Rebekah Earle Cauble (May 8, 1901 – November 23, 1963), also known as Rhea Cauble and later as Rebekah Halee, was an American stage actress.

== Early life ==
Cauble was born in Greenville, South Carolina, the daughter of Charles L. Cauble and Felicia Folger Cauble. Her father, a railroad engineer, was killed in an accidental train derailment in 1905. She moved to Atlanta, then to New York in her youth. She attended Salem College, a Moravian women's school in Winston-Salem, North Carolina. Her older sister Miriam was also an actress, under the name "Muriel Folger" (using their mother's maiden name).

== Career ==
Cauble went to Cincinnati to gain theatre experience in a stock company as a young woman. While she was in Cincinnati, the teenaged Cauble was featured in a unique and successful fundraiser for the Cincinnati Zoological Gardens, when she was displayed in a cage as an "American Chicken".

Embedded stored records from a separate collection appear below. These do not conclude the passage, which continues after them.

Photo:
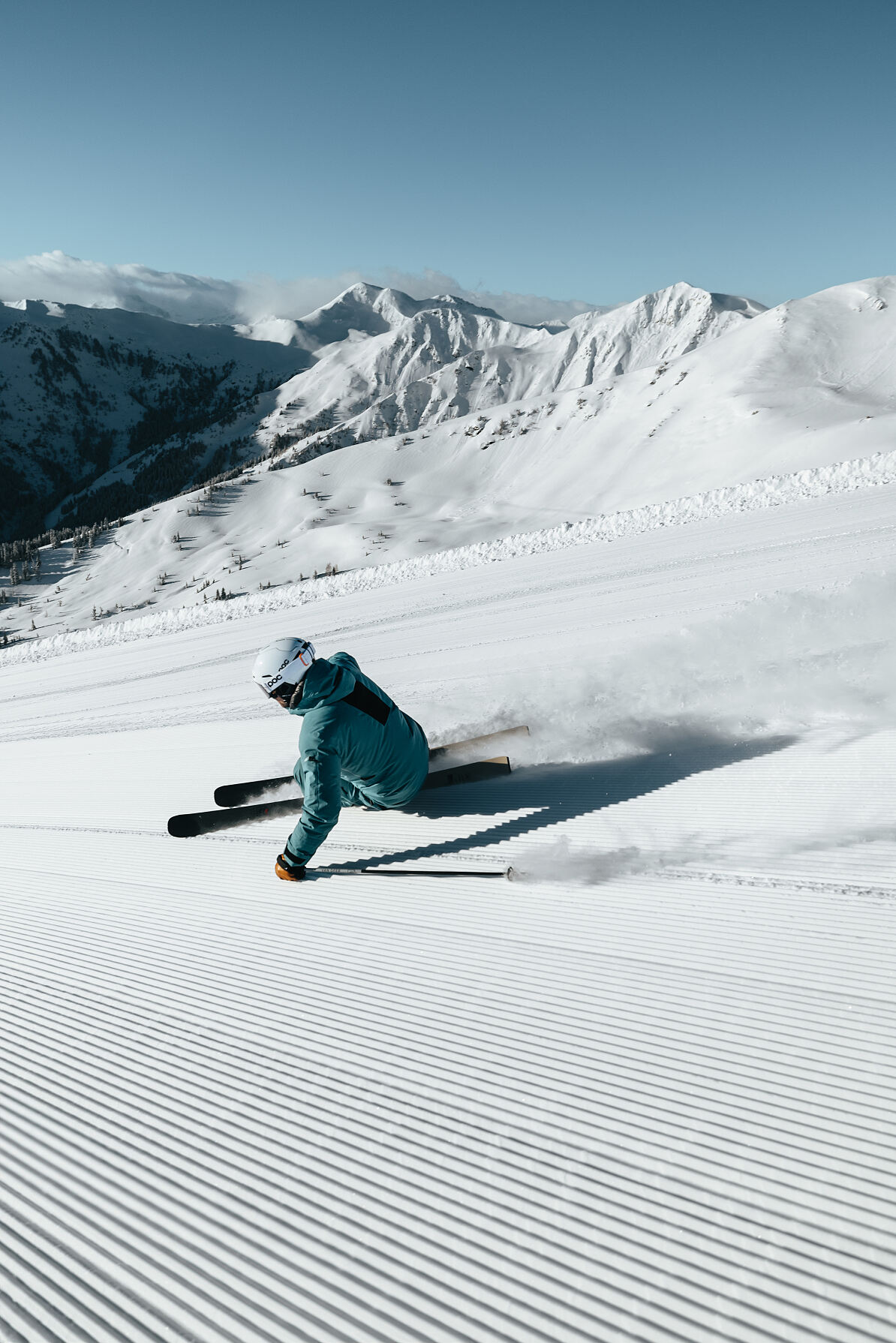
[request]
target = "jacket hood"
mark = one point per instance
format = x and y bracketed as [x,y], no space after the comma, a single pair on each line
[324,684]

Cauble appeared in the Broadway musicals My Lady's Glove (1917), Doing Our Bit (1917), Sinbad (1918), Tangerine (1921–1922) and Oh! Oh! Nurse (1925–1926). Other stage credits included roles in Jim Jam Jems (1921) and Little Jessie James (1924). "Miss Cauble possesses charm and personality combined with beauty of voice and is a dancer of ability," noted a 1926 report. Later in her career, Cauble performed on radio and television programs.

== Personal life ==
Cauble was engaged to her childhood friend, artist Alonzo C. Webb, in the early 1920s. She married twice; her first husband was David Clarkson Faulkner; they had one son. Her second husband was musician, composer and singer Royal Walter Halee; they had two children, including Roy D. Halee (a Grammy-winning recording engineer). Her husband died in 1960, and she died in 1963, aged 62 years, at Long Beach Memorial Hospital.